(1.) This is a first appeal from an order brought by the father against an order of the District Judge of Agra made, or purporting to be made, under the Guardians and Wards Act. The circumstances are simple; but although the law is clear, they are such as arise from time to time and create difficulty in applying the law. One Nazir Khan applied to the District Judge to be appointed guardian of the person of his minor son who was born in 1912. Of course, the parties are Muhammadans. In December 1912, while the son was only eight months old, the father, the present applicant, handed over his son to one Ganesh, a convert to Muhammadanism, thereby delegating his duty of custody and care and up-bringing of the infant.

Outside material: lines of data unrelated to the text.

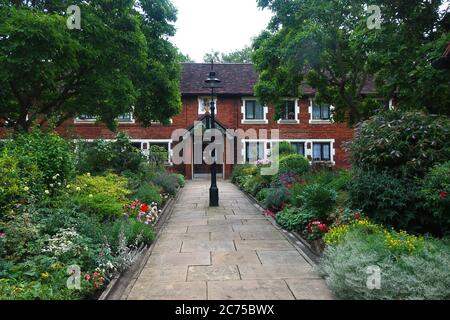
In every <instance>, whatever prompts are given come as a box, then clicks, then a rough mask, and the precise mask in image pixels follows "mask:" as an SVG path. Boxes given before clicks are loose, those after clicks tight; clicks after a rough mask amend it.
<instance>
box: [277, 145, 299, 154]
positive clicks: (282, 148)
mask: <svg viewBox="0 0 450 320" xmlns="http://www.w3.org/2000/svg"><path fill="white" fill-rule="evenodd" d="M279 148H280V149H279V151H278V152H279V154H280V157H282V156H288V155H291V154H296V152H295V149H294V147H293V146H292V145H291V144H290V143H289V142H286V141H283V142H281V143H280V145H279Z"/></svg>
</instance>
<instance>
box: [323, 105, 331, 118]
mask: <svg viewBox="0 0 450 320" xmlns="http://www.w3.org/2000/svg"><path fill="white" fill-rule="evenodd" d="M322 119H324V120H328V119H330V106H323V107H322Z"/></svg>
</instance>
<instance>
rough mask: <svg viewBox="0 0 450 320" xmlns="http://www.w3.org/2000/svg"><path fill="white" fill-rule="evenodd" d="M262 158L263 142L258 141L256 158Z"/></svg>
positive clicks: (262, 156) (262, 150)
mask: <svg viewBox="0 0 450 320" xmlns="http://www.w3.org/2000/svg"><path fill="white" fill-rule="evenodd" d="M263 159H264V143H262V142H260V143H258V160H263Z"/></svg>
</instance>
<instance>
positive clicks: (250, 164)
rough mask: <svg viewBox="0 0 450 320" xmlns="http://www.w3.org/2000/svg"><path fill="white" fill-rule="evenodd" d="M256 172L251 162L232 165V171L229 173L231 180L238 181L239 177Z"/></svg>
mask: <svg viewBox="0 0 450 320" xmlns="http://www.w3.org/2000/svg"><path fill="white" fill-rule="evenodd" d="M257 172H258V168H257V167H256V166H255V165H251V164H242V165H236V166H234V169H233V173H232V174H231V182H233V183H238V182H239V181H238V180H239V179H240V178H242V177H244V176H249V175H254V174H256V173H257Z"/></svg>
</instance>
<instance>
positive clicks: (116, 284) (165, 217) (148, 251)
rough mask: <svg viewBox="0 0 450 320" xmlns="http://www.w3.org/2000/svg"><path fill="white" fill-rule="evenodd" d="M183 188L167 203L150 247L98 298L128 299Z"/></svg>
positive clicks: (144, 266)
mask: <svg viewBox="0 0 450 320" xmlns="http://www.w3.org/2000/svg"><path fill="white" fill-rule="evenodd" d="M181 190H182V189H179V191H178V192H177V195H176V196H175V197H174V198H173V199H170V200H169V201H168V202H167V203H166V205H165V206H164V208H163V210H162V213H161V216H160V219H159V221H158V223H157V224H156V226H155V233H156V236H155V239H154V240H153V242H152V244H151V245H150V247H148V248H147V249H146V250H145V251H144V253H143V254H142V255H141V256H140V257H139V258H138V259H137V261H136V262H135V263H133V265H132V266H131V267H130V268H129V269H128V270H126V271H125V272H123V273H121V274H120V275H118V276H116V277H115V278H114V279H113V280H112V281H111V283H109V285H108V287H107V288H106V290H105V291H104V292H103V293H102V295H101V296H100V297H99V298H98V300H126V299H127V297H128V295H129V294H130V292H131V290H132V289H133V286H134V284H135V282H136V280H137V279H138V278H139V276H140V274H141V272H142V270H143V269H144V267H145V265H146V264H147V260H148V258H149V257H150V255H151V254H152V252H153V248H154V247H155V244H156V242H157V240H158V238H159V237H160V234H161V230H162V228H163V227H164V224H165V223H166V221H167V219H168V217H170V215H171V214H172V211H173V206H174V204H175V202H176V201H177V199H178V197H179V195H180V193H181V192H182V191H181Z"/></svg>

(2.) The arrangement was drawn up in a deed which went far beyond what the law recognizes in such matters, namely, it purported to be a sort of transfer of ownership and complete possession and control of the boy from the father to Ganesh, who undertook to bring him up to perform the marriage ceremonies and to educate him. No doubt, the deed was meant at the time to create a kind of adoption. We do not know, but it may have been based entirely upon sentimental considerations. Nazir Khan certainly had one other son; it is possible that Ganesh had none. There is, of course, no such thing as adoption amongst Muhammadans and an arrangement of this kind is clearly revocable. There is no question, of invalidity; whether the father by revoking such an arrangement and taking back the son would create a valid claim for compensation at the suit of Ganesh is a matter which cannot be considered as arising under the Guardians and Wards Act. It would have to be the subject-matter of a suit is any case and the decision would presumably depend upon the provisions of the deed, because unless the deed provided for compensation in the event of revocation, the fact that a revocable deed was entered into would presumably exclude the possibility of the parties contemplating the contingency of compensation arising. Persons who desire to adopt or to bring up other people's children may well consider themselves rewarded by the pleasure it undoubtedly gives them in return for the expenditure of cash which they are able to spare upon an excellent object of that kind. Of course, the application made to the Court below in this case was a revocation of the authority contained in the deed
(3.) The learned Judge treats the application as being in form what it actually purported to be, namely, an application by the father to be appointed a guardian. It is a pity that District Judges who are called upon to administer this Act do not take the trouble to familiarize themselves with the fundamental law upon the subject and of the decisions of the Privy Council. If there were any doubt about the position of the natural father, that doubt was removed in the well-known case which attracted much attention at the time, namely, of Annie Besant v. Naruyaniah AIR 1914 PC 41 decided by the Privy Council in 1914. The case decided no more than that a suit by a father would not lie, but their Lordships went out of their way to enunciate the principles relating to the rights of a father over his children during their minority. He is the natural guardian, he cannot divert himself of that duty, or substitute another in his place. His duty is in the nature of a sacred trust. He may, in the exercise of his discretion delegate his authority to another, such as a tutor or a school master or a friend and entrust the education and custody of his children to that other on such terms as he sees fit. Such delegation is revocable.